Embracing the notion that the open web is a social movement does not mean that we must start lobbying politicians or chaining ourselves to Microsoft servers (although some people may already be doing these things). I will be the first to admit that this social movement is very unlike those of the past. We do not need to employ the industrial and hierarchical model of influence and power that underlies the Bill Moyes document that, in part, inspired this post. It is for another era, or at least, for other movements.

This social movement is different in that, so far, it has been able to derive its power from a narrow set of people – mostly coders – who by volunteering their labour, have given the movement neither political power, nor economic power, but hard consumer power. This power has enabled projects like Mozilla to out-create, out-innovate, and out-perform the largest, best financed, and most successful software and IT companies in the world. As such, it does not need to rely on persuading government to create structural changes the way past social movements have. It has simply been able to force change though its market position.

This success however, does not mean it has nothing to learn from the past. Indeed, understanding and embracing the fact that the open web is a social movement would not only give the open web project structure – an organizing principle – upon which further success can be built but it would also allow it to reflect and leverage on the lessons of past movements.

Possibly the most important of these past lessons is that social movements may emerge organically but often do not succeed until at least some primitive form of organization or basic structure takes form around which resources, supporters, and eventually the general public, can coalesce.

This structure does not need to be hierarchical, but it does need to at least anchor or provide a platform around which the movement can build identity and direction. I sense a number of people look to Mozilla to be that rallying point. Indeed, last year when Chris Messina ranted online about Mozilla – which some in the Mozilla Corporation incorrectly felt was an unhelpful critique of the corporation – he was asking this very question. (I know Chris’ comments weren’t very popular with many people and that a major motivating factor for his rant was an effort to bring attention to his new consulting firm, but I’m still going to address his comments at face value) I don’t think Messina was being critical of the corporation per se, a large part of what he was asking was why Mozilla wasn’t serving as a rallying point for people (like him) who cared about the Open Web and Open Source.

The Berkman Center at Harvard, the CIS at Stanford, the Mozilla Foundation, Electronic Frontier Foundation, the Shuttleworth Foundation, along with a handful of other organizations are already part of the movement’s ecosystem. Perhaps one of them could credibly take on a leadership/organizing/convening role for such a social movement. Perhaps not. At the moment, it seems unclear if anyone is.

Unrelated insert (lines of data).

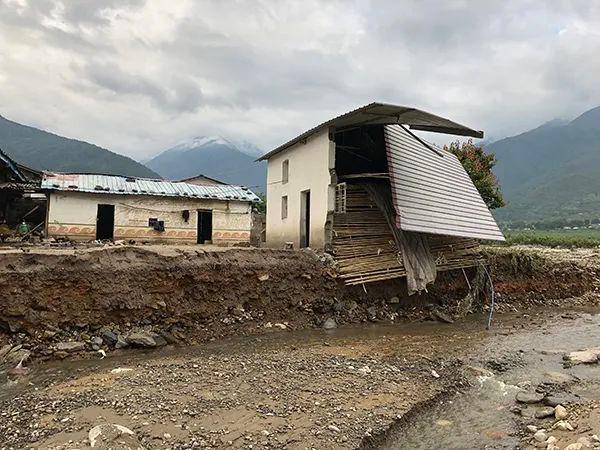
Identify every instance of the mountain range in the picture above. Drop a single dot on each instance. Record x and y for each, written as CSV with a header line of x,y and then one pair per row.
x,y
215,156
42,150
552,171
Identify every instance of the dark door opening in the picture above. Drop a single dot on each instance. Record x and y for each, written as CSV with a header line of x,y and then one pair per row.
x,y
105,222
204,226
304,219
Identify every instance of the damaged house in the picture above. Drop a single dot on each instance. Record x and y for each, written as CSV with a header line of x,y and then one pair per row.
x,y
85,207
385,203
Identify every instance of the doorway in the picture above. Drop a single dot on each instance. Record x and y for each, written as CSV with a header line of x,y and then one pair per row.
x,y
105,222
204,226
304,219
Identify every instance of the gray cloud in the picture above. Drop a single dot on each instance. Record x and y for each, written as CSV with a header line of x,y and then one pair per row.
x,y
137,76
177,95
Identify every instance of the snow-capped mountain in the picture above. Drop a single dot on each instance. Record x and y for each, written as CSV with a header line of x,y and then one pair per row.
x,y
214,156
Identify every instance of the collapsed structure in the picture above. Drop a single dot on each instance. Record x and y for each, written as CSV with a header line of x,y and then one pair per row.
x,y
94,206
383,201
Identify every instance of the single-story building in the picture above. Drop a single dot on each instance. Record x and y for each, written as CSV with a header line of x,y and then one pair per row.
x,y
86,207
384,202
92,206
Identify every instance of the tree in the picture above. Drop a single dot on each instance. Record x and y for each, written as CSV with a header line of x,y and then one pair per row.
x,y
478,165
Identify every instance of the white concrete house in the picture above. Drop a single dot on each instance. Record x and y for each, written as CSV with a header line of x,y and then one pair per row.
x,y
333,186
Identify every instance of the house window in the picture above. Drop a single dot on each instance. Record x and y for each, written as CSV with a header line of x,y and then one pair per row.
x,y
284,207
285,171
340,198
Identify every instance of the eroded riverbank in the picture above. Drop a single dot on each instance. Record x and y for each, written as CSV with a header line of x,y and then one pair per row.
x,y
305,389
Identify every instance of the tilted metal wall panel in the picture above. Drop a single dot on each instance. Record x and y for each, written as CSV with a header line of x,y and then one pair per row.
x,y
432,192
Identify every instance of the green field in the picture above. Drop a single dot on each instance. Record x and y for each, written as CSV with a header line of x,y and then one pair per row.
x,y
555,238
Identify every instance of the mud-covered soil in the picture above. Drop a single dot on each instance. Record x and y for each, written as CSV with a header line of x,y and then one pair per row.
x,y
289,390
194,294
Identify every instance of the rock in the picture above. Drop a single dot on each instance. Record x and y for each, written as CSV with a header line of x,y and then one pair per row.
x,y
49,334
109,338
563,425
542,413
120,370
70,346
121,342
160,341
329,324
585,442
540,436
560,412
365,370
587,356
372,313
563,399
441,316
15,356
171,340
4,350
529,397
112,435
551,443
141,339
479,371
576,446
443,423
558,378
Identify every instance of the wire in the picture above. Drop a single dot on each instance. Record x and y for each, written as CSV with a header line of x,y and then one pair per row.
x,y
493,294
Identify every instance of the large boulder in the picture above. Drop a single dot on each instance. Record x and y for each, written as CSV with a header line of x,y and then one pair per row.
x,y
113,436
141,339
529,397
70,346
587,356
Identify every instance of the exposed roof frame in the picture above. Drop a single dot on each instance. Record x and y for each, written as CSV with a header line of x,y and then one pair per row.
x,y
385,114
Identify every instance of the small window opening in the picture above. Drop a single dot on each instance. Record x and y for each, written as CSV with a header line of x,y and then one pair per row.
x,y
284,207
340,198
285,171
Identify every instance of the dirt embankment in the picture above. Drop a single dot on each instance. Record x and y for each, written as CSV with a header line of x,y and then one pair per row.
x,y
55,303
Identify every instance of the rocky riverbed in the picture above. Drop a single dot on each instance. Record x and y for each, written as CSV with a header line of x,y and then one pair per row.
x,y
340,388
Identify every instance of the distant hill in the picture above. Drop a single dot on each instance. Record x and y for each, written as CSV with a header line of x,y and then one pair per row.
x,y
216,157
551,172
47,151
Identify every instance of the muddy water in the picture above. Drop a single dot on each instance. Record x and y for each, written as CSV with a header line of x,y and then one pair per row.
x,y
482,417
520,350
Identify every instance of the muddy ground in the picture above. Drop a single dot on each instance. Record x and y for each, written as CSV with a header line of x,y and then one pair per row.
x,y
310,389
279,380
188,294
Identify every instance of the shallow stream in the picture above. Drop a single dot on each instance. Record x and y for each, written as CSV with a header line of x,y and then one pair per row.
x,y
482,417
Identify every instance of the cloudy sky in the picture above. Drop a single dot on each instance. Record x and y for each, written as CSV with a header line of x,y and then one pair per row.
x,y
139,76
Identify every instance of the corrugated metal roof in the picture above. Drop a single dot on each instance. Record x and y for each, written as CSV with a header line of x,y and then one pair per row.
x,y
432,192
13,167
112,184
382,113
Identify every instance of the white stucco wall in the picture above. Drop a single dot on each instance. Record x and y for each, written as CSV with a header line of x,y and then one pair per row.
x,y
309,164
73,214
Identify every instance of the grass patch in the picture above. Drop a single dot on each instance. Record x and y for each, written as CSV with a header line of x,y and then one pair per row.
x,y
555,238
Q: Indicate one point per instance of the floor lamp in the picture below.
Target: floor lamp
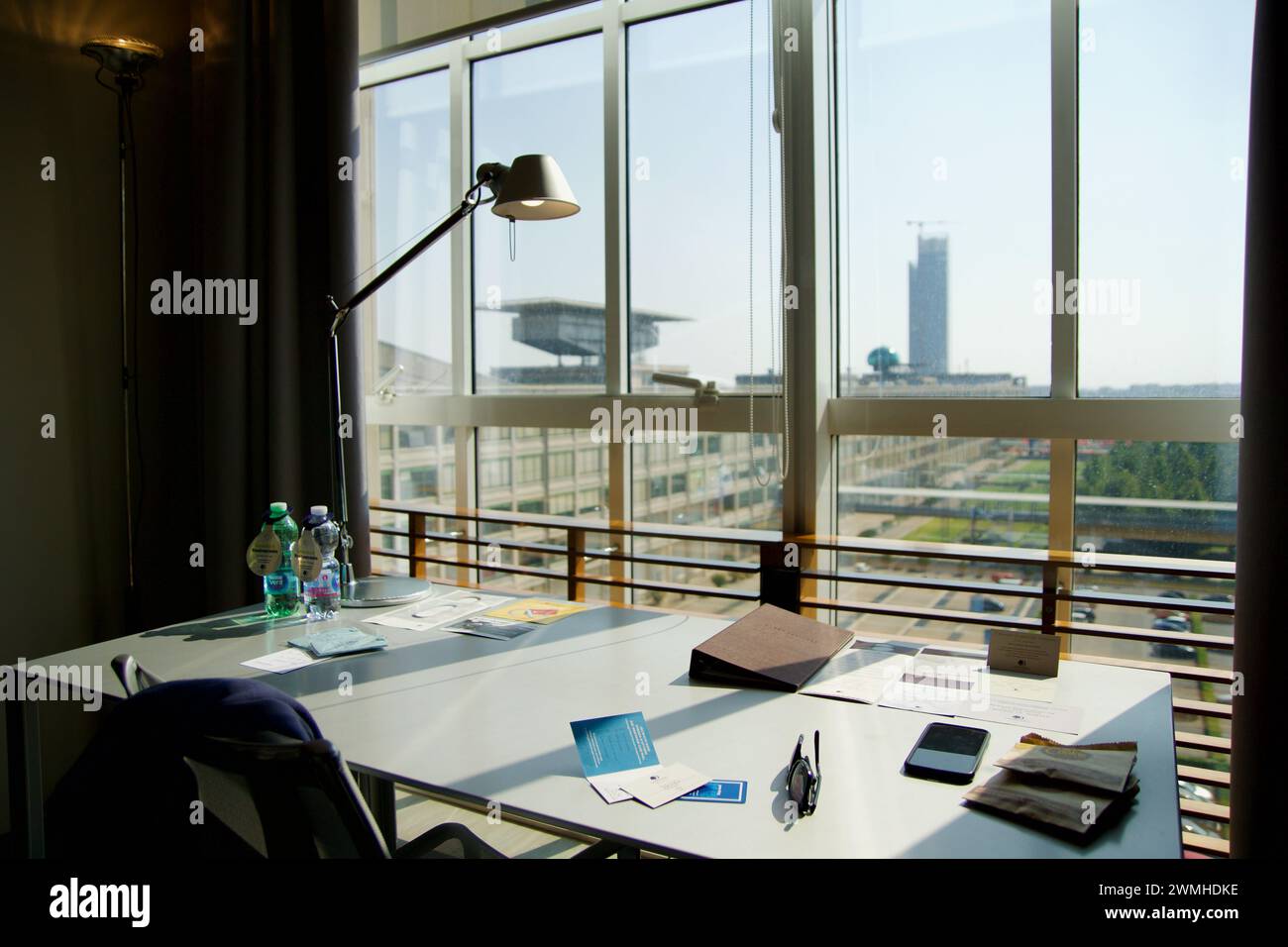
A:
(531, 188)
(127, 58)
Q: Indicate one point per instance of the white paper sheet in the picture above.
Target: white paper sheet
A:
(438, 611)
(281, 661)
(863, 672)
(670, 783)
(1031, 714)
(609, 785)
(1028, 686)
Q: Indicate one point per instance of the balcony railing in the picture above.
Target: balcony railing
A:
(730, 571)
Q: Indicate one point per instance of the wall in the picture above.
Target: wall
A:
(64, 525)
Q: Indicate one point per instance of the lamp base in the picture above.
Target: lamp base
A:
(382, 591)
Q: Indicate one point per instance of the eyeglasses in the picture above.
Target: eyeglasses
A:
(803, 780)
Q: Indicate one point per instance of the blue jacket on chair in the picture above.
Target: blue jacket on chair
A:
(130, 792)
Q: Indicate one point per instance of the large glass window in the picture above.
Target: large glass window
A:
(702, 210)
(1163, 138)
(411, 192)
(982, 491)
(944, 149)
(539, 318)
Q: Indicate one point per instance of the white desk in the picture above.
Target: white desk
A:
(485, 720)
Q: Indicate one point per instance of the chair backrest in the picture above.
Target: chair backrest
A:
(284, 797)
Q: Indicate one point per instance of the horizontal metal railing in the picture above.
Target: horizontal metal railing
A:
(803, 574)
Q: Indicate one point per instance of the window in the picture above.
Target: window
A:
(539, 322)
(719, 487)
(983, 491)
(1150, 497)
(1163, 137)
(944, 197)
(411, 191)
(688, 127)
(420, 468)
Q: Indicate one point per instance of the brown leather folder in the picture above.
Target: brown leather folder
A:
(769, 648)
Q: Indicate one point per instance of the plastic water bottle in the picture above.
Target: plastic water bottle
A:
(281, 587)
(322, 595)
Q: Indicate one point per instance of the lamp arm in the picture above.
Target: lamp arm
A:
(339, 483)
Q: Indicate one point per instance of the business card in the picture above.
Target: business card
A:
(717, 791)
(668, 784)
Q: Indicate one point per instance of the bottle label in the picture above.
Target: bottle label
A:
(265, 553)
(308, 557)
(281, 582)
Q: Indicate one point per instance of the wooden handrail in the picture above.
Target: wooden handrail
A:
(568, 564)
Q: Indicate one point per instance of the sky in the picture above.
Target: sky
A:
(943, 115)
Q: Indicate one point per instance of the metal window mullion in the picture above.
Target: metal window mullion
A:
(616, 272)
(1064, 265)
(462, 249)
(1064, 191)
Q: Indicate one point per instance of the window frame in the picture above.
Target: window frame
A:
(818, 415)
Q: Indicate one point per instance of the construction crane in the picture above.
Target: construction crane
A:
(921, 224)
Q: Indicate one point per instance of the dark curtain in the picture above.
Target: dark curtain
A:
(273, 112)
(1260, 652)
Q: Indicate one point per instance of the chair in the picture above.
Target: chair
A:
(291, 797)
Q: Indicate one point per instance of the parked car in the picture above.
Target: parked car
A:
(1194, 792)
(1172, 650)
(986, 603)
(1223, 599)
(1198, 827)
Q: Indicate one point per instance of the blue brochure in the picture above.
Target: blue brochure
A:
(719, 791)
(612, 750)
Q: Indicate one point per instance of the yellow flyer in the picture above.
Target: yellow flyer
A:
(536, 609)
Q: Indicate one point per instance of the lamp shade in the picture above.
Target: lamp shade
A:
(125, 55)
(535, 189)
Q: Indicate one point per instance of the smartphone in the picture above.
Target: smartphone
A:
(947, 753)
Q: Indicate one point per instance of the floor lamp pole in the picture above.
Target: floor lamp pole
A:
(127, 89)
(125, 58)
(373, 591)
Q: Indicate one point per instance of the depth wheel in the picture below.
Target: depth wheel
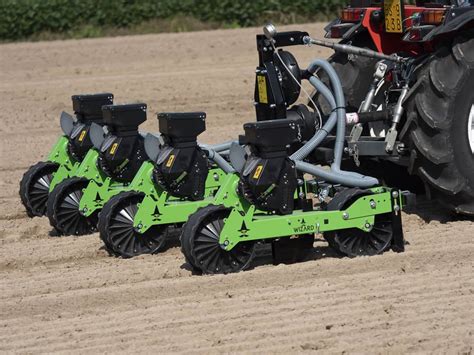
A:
(117, 231)
(63, 208)
(356, 242)
(34, 187)
(200, 237)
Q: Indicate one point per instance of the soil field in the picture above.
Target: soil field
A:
(67, 295)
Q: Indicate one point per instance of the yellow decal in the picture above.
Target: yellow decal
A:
(393, 16)
(258, 172)
(262, 89)
(113, 149)
(170, 161)
(82, 136)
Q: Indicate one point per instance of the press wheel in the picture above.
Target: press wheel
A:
(117, 231)
(34, 187)
(356, 242)
(63, 209)
(200, 239)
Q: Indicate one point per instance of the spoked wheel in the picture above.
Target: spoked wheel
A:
(355, 242)
(200, 239)
(34, 187)
(63, 209)
(119, 235)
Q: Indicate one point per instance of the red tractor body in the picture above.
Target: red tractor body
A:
(397, 27)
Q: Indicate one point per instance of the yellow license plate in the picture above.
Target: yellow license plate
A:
(393, 16)
(262, 89)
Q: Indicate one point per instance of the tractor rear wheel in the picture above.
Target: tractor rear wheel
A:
(441, 117)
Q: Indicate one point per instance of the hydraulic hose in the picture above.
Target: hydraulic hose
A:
(337, 103)
(321, 134)
(220, 161)
(336, 177)
(217, 147)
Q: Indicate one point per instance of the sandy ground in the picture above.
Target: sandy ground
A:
(67, 295)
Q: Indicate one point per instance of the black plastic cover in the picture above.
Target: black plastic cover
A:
(273, 135)
(89, 107)
(185, 126)
(124, 118)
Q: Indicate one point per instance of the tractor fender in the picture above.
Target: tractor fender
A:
(461, 21)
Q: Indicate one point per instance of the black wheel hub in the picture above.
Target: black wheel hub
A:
(69, 220)
(124, 239)
(34, 188)
(210, 256)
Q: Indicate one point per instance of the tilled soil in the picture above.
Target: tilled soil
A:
(67, 295)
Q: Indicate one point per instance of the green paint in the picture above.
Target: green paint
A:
(67, 164)
(253, 225)
(160, 208)
(102, 188)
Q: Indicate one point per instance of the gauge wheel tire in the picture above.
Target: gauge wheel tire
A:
(200, 239)
(441, 125)
(355, 242)
(34, 188)
(63, 209)
(118, 234)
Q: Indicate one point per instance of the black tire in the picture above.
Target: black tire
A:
(34, 188)
(356, 242)
(205, 253)
(438, 113)
(63, 209)
(117, 232)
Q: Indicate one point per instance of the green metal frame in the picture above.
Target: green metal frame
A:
(246, 223)
(67, 164)
(160, 208)
(102, 188)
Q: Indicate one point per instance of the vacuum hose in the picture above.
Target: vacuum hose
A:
(337, 117)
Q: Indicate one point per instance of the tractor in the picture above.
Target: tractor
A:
(428, 144)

Again, this social movement can and probably should be more decentralized than any past movement. But could we push ourselves harder? Are we creating enough hooks for new participants to latch on to? Are we creating an ecosystem where non-coders, but passionate open web believers, can find a niche? What are the big harry audacious goals that a larger community can get behind, and support? Are we willing to talk about ourselves as a social movement? What are the opportunities and dangers in doing that? I’m not sure. But it would be great if someone were thinking about who, or whom, might be asking these questions.